Ayla, qui avait deviné de quoi il s’agissait, décida de laisser à Uba la joie de lui apprendre la nouvelle.
— Non, pas vraiment. J’ai fait un mélange de luzerne et de menthe poivrée, et j’allais y goûter. Je vais mettre de l’eau à chauffer pour une infusion.
— Où est Durc ? demanda Uba tandis qu’Ayla attisait le feu et y ajoutait du bois et d’autres pierres à chauffer.
— Il est dehors avec Grev. Oga les surveille, répondit Ayla. Ces deux-là sont tout le temps fourrés ensemble.
— C’est peut-être parce qu’ils ont été nourris ensemble. Ils sont plus proches que des frères, on dirait presque des jumeaux.
— Oui, mais en général les jumeaux se ressemblent, ce qui n’est pas leur cas. Te souviens-tu de ceux qu’il y avait au Rassemblement ? Je n’arrivais pas à les distinguer l’un de l’autre.
— Ça peut porter malheur d’avoir des jumeaux, et quant aux triplés ils ne survivent jamais. Comment une femme pourrait-elle nourrir trois enfants à la fois, alors qu’elle n’a que deux seins ? demanda Uba.
— Il faut l’assistance d’une nourrice. Heureusement pour Durc, Oga a toujours eu du lait en abondance.
— J’espère que moi aussi j’aurai beaucoup de lait, dit Uba. Je pense que je vais avoir un enfant, Ayla.
— Je m’en doutais, Uba. Tu n’as pas eu besoin de t’isoler depuis que tu as eu un compagnon, n’est-ce pas ?
— Non, je pense que le totem de Vorn attendait depuis longtemps déjà. Il doit être très puissant.
— Tu lui as annoncé la nouvelle, Uba ?
— Je voulais attendre d’en être sûre, mais il a deviné, répondit Uba. Il a dû s’apercevoir que je ne m’isolais pas. Il est très content, ajouta-t-elle avec fierté.
— C’est un bon compagnon. Tu es heureuse ?

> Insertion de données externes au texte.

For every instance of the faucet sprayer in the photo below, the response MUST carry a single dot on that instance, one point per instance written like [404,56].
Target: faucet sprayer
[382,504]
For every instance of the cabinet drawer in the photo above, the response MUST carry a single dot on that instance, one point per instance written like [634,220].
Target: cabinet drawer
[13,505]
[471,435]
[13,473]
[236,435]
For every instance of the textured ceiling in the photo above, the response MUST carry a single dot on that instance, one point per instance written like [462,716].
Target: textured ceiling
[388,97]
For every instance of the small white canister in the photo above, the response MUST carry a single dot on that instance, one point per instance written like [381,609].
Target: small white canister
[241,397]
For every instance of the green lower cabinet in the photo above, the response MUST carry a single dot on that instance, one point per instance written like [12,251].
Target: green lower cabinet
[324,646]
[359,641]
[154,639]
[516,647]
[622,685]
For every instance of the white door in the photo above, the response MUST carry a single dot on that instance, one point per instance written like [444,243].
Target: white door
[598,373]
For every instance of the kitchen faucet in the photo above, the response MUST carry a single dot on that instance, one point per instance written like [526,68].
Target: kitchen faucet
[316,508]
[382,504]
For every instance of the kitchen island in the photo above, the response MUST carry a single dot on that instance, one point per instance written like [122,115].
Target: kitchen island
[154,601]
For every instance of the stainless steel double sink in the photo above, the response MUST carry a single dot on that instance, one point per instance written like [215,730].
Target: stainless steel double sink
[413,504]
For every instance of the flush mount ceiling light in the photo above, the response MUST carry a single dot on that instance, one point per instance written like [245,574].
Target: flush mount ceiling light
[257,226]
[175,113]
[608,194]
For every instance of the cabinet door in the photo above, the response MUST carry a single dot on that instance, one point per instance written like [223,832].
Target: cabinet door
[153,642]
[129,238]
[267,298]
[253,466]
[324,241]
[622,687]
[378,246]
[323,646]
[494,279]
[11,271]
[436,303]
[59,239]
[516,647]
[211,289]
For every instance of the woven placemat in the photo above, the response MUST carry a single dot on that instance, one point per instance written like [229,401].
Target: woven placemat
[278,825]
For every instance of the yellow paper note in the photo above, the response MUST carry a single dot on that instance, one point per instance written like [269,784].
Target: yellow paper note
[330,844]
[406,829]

— Oh, oui, Ayla, je suis heureuse avec Vorn. Quand il a su que j’allais avoir un enfant, il m’a dit qu’il m’attendait depuis longtemps et qu’il était heureux que le bébé arrive si vite. Il m’a dit aussi qu’il m’avait demandée avant même que je devienne une femme.
— C’est merveilleux, Uba.
Ayla songea à part elle que Vorn n’avait guère eu lui-même le choix d’une compagne. Uba était la seule fille nubile du clan. Certes il aurait pu me prendre, moi, mais pourquoi aurait-il voulu d’une femme deux fois plus grande que lui, et laide de surcroît, quand il pouvait avoir une fille aussi charmante qu’Uba, appelée à être par ailleurs une guérisseuse de la lignée d’Iza ? Pourquoi penser une chose pareille, se reprocha-t-elle. Je n’ai jamais envisagé d’avoir Vorn pour compagnon. C’est la perspective de me retrouver seule quand Creb aura disparu qui me donne ces pensées. Je vais m’occuper sérieusement de Creb. Je voudrais qu’il vive encore longtemps mais il a hélas perdu le goût de vivre. Il ne sort presque plus jamais de la caverne. S’il ne prend pas un peu d’exercice chaque jour, il n’aura bientôt plus la capacité de se déplacer.
— A quoi penses-tu, Ayla ? Tu as l’air toute soucieuse, remarqua Uba.
— Je m’inquiète au sujet de Creb.
— Oui, il se fait vieux. Il est beaucoup plus âgé que maman, et elle n’est plus là. Elle me manque toujours, Ayla. Et quand le moment viendra pour Creb de nous quitter pour le monde des esprits, je serai très malheureuse, tu sais.